А так как меня, в отличие от Вячеслава, не печатали, даты и юбилеи перестали иметь какое-­либо значение, я продолжал писать в стол, одновременно печатаясь как переводчик, составлял для разных издательств сборники немецкой поэзии, был больше озабочен возрастом переводимых мной поэтов. Возрастные вехи моей жизни отмечались лишь в узком семейном кругу, таким образом они прошли незамеченными не только для меня, но и для так называемой общественности.
С какого-­то времени я вообще перестал думать на эту тему. В литературе нет возраста. 18-­летний поэт и 80-­летний – собратья по перу. Но мера ответственности перед собственным творчеством, конечно, осознается с годами острее. Поздняя зрелость имеет одну грустную сторону: обрастаешь новыми замыслами, знаешь, что они тебе по плечу, но понимаешь, что времени на них не остается. Поэтому стараюсь быть избирательнее, чем в молодости

В. Ш.: Простите, Вальдемар, но здесь, как мне кажется, вы несколько «сгущаете краски». В какой­то степени даже завидую вашей с Вячеславом энергии.

В.В.: Физическая энергия, к сожалению, истощима.
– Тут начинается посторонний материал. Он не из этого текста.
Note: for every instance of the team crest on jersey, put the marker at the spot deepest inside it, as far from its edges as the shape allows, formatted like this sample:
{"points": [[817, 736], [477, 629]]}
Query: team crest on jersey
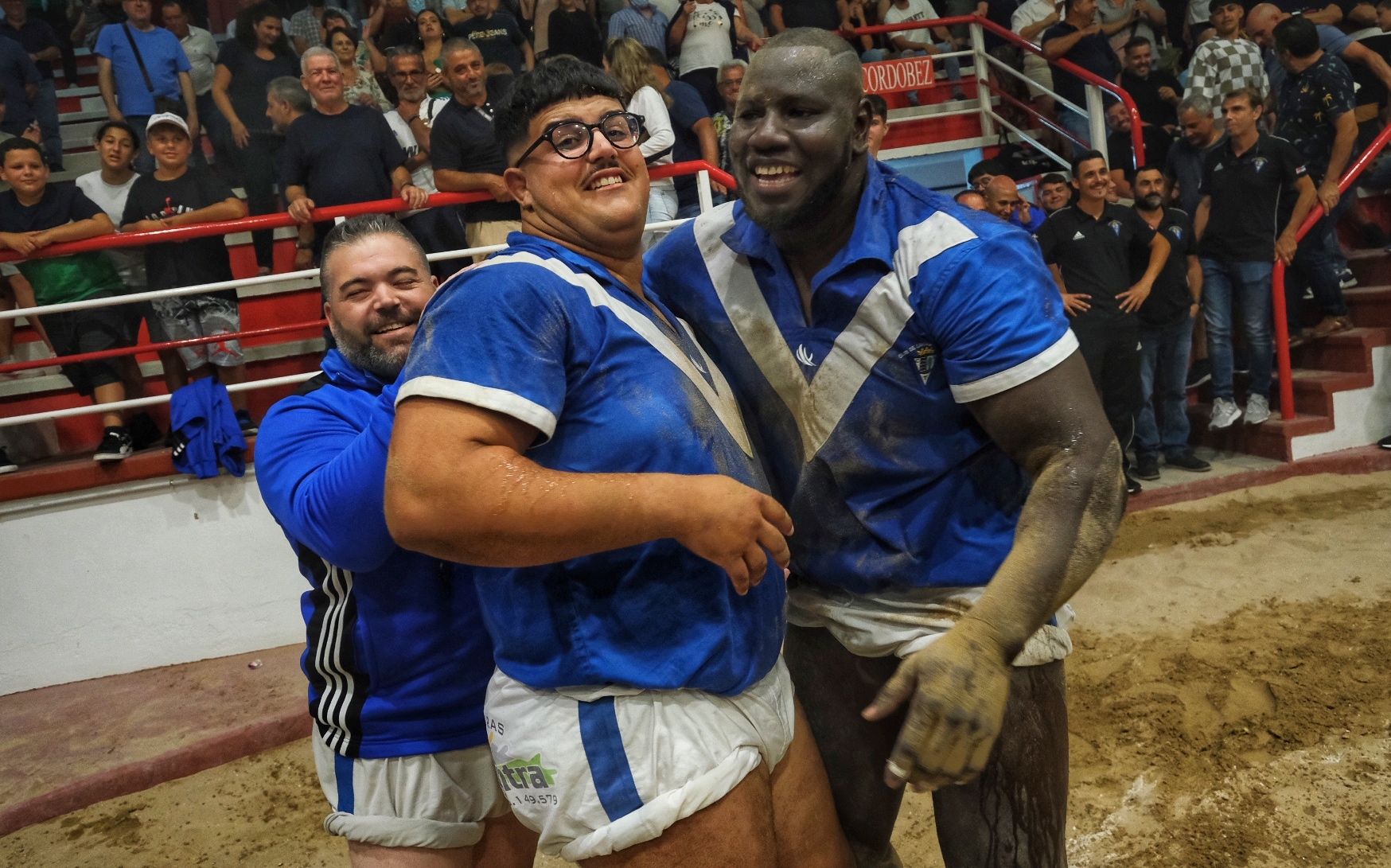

Приобретаешь опыт, умение, но все меньше энергии остается для осуществления замыслов. Правда, порой посещает догадка: не ты распоряжаешься тем, что тебе дано успеть создать, – тому же, чему не суждено осуществиться, предназначено умереть вместе с тобой, ибо сие недостойно тебя и вредно для других. Однако это не значит, что твоя воля больше не участвует. Избирательность помогает сохранять именно энергию. К избирательности побуждает чувство ответственности.
Быть полезным – подсознательный мотор любого творчества. Литературное бытие многообразно. Необходимо общение собратьев по перу, разговоры, споры, доверительные беседы, обмен опытом. Например, у меня одним из побудительных мотивов издавать переводные сборники и антологии было – собрать вокруг себя творческих единомышленников, увлечь своих младших коллег немецкой литературой, обратить внимание на ее богатство. Составительская и издательская деятельность мне были по душе. Самое интересное в жизни – это люди, общение с ними. И «чувство голода на людей» у меня, слава богу, с возрастом не проходит.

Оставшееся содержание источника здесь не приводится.